No 5 Vicars’ Hill may look like a humble old home from the street, but the wide-ranging collections inside offer a fascinating portal to the past. Stroll along the row of Georgian houses known as Vicars Hill, many of them constructed by the 18th-century Archbishop Richard Robinson. Visit No 5 Vicars’ Hill to discover an expansive exhibit of historical artifacts, from Neolithic stone tools to early modern prints and medals.
This property, formerly a diocesan registry and then a residence, was refurbished and opened to the public by the Armagh Robinson Library in 2011. Admire its original interior features as you explore the various displays of library holdings.
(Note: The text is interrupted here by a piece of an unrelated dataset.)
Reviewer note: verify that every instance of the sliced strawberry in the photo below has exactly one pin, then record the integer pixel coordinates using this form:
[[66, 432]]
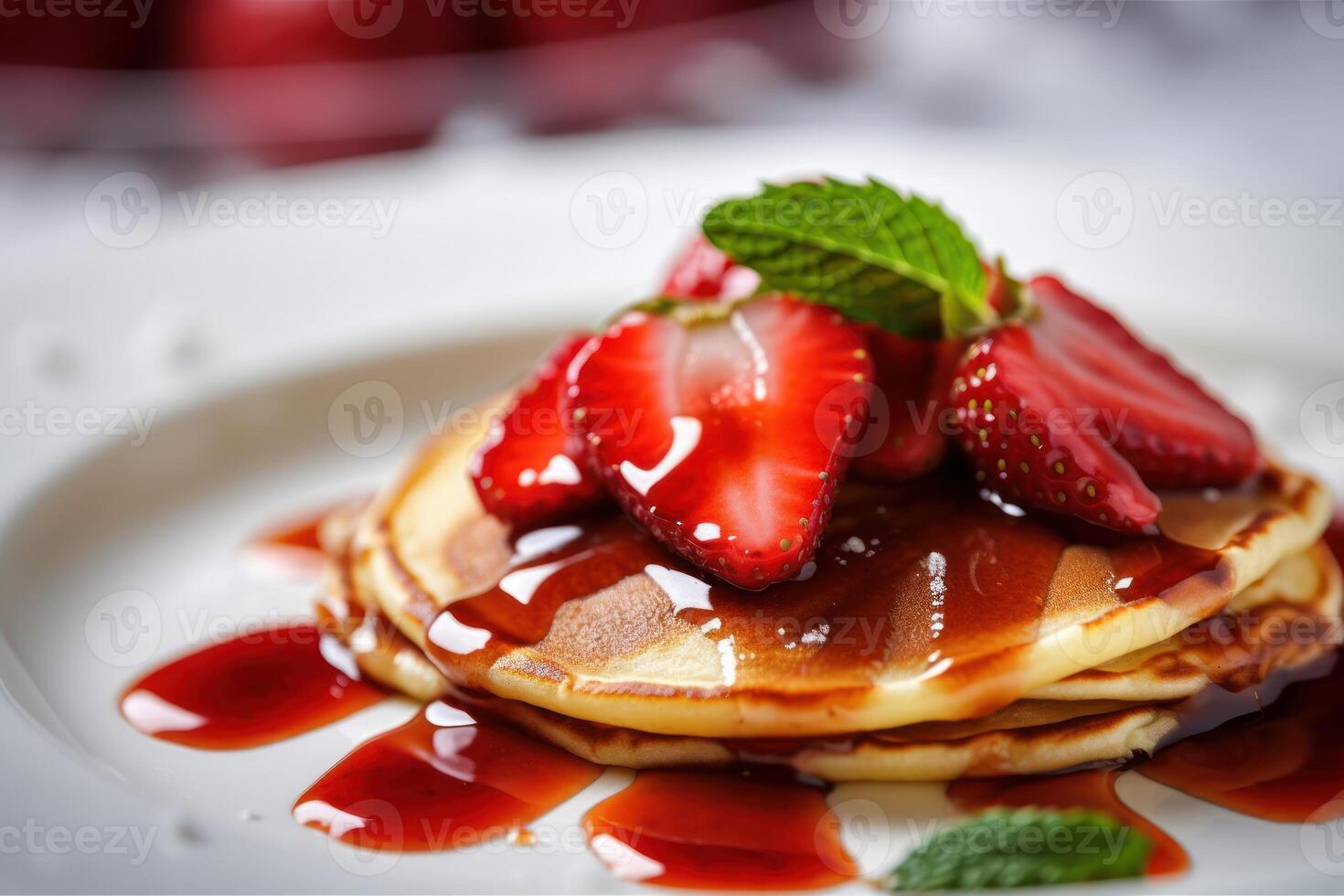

While the diocesan records have largely been removed, advice is available for visitors who would like to research deeper in the registry’s archives.
Every major era of Irish and European history is represented in the museum’s collection. See ancient Roman coins, Bronze Age weapons and a set of early Christian artifacts collected by Archbishop Gervais Beresford. Examine the 5th-century Armagh Ogham Stone, which is imprinted with parallel lines of the alphabet of the earliest known Irish language.
The Armagh Robinson Library holds an impressive collection of over 3,000 prints. Look for highlights on display, including art prints by William Hogarth. Appreciate the artistry of James Tassie’s engraved gems and rare casts of medals commissioned by Louis XIV to commemorate his reign.
Delve deeply into the story of Armagh. In addition to a sampling of documents once housed in the registry, the museum holds a series of historical maps and information panels on the city’s development and its archbishops. Head to the Robinson Room to see a 3-D model of the city.
Find No 5 Vicars’ Hill opposite St. Patrick’s Church of Ireland Cathedral. It’s a short walk here from the Armagh Robinson Library. Opening hours change seasonally, so check online in advance. The museum is free to enter, although donations are welcome. Guided tours are available for a small fee. Bring children along to engage with interactive displays such as writing in Ogham script or solving jigsaws of old prints.